If I eat any food at all with higher carbohydrate content, during the day, it's likely to be at dinner, in the evening. The only problem I have is at business meetings, morning or afternoon teas. Typically no real food is ever provided. Sometimes you can't even get real butter. This is disgraceful, but that's what's easy to do, and it's become what people expect. Obesity isn't in the person, it's in our whole society, in the way we all think. In what we all accept as "normal."

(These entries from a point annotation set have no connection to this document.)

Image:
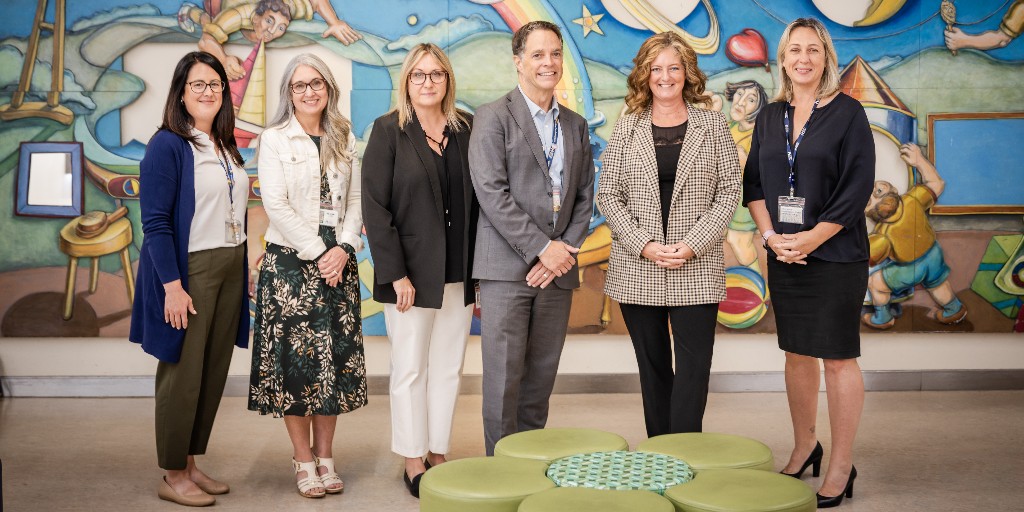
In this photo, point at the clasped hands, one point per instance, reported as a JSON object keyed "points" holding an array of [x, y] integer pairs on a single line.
{"points": [[793, 248], [556, 260], [672, 256], [332, 264]]}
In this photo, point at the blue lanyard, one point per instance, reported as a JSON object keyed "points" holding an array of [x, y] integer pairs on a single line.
{"points": [[550, 156], [229, 173], [791, 152]]}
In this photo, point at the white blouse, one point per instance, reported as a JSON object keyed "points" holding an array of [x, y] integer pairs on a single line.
{"points": [[209, 223]]}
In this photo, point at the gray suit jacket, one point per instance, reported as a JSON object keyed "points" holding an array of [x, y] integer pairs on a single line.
{"points": [[510, 175]]}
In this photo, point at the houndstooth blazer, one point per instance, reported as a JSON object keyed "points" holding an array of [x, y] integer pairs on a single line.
{"points": [[706, 194]]}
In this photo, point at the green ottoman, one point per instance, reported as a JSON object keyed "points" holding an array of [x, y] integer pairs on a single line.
{"points": [[620, 471], [708, 451], [590, 500], [481, 484], [550, 443], [742, 491]]}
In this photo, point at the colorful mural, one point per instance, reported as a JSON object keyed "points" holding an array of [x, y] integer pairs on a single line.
{"points": [[82, 85]]}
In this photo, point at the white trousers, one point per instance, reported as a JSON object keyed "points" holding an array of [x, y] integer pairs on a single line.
{"points": [[427, 351]]}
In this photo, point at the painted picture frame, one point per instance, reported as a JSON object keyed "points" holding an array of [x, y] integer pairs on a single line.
{"points": [[50, 180]]}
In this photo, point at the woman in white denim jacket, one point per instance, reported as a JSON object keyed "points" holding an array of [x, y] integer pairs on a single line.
{"points": [[307, 361]]}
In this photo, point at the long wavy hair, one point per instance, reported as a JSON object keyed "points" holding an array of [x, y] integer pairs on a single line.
{"points": [[334, 144], [176, 118], [829, 78], [639, 96], [455, 119]]}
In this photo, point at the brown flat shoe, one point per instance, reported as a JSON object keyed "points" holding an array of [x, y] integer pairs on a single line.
{"points": [[214, 487], [167, 493]]}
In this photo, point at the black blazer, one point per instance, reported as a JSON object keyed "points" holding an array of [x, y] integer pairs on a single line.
{"points": [[403, 215]]}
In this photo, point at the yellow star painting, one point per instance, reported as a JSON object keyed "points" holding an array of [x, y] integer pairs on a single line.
{"points": [[589, 23]]}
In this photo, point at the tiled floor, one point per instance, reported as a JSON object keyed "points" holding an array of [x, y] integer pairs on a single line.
{"points": [[916, 451]]}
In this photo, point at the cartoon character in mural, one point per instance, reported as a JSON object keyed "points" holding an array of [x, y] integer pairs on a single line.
{"points": [[748, 97], [258, 20], [1010, 29], [903, 245]]}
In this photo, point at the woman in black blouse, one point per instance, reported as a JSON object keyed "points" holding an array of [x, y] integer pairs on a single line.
{"points": [[670, 183], [420, 216], [811, 215]]}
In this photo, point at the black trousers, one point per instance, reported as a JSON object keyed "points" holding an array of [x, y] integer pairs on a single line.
{"points": [[673, 401]]}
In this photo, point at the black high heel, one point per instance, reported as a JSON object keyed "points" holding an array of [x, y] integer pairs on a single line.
{"points": [[827, 502], [813, 460]]}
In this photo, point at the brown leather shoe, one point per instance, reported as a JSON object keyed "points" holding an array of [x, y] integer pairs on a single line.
{"points": [[167, 493], [214, 487]]}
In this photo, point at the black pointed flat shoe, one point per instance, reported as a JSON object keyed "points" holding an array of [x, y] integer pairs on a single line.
{"points": [[413, 484]]}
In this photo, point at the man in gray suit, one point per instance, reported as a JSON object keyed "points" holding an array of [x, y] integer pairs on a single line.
{"points": [[534, 173]]}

So we get fat, by making wrong dietary choices, sometimes because we seem to have no option. The most damaging fatness is invisible. Visceral fat; that is the fat created by your liver that collects inside and around your internal organs. As this fat builds up your organs find it more and more difficult to be efficient. Fatty liver has no symptoms until it gets quite serious, but that's 20 years after the problem began. We don't know how many people at age 50 have non-alcoholic fatty liver disease, because we never test for it, but maybe almost everyone. Dr Tim Noakes tells us that it's probably the most under-diagnosed problem in medicine.
On the basis of current statistics, young people today will live shorter lives than their parents. They are fat 20 years earlier than their parents, and huge numbers are diabetic. This is entirely unnecessary. But to make effective change, our whole society has to develop quite different ideas about what a healthy diet looks like.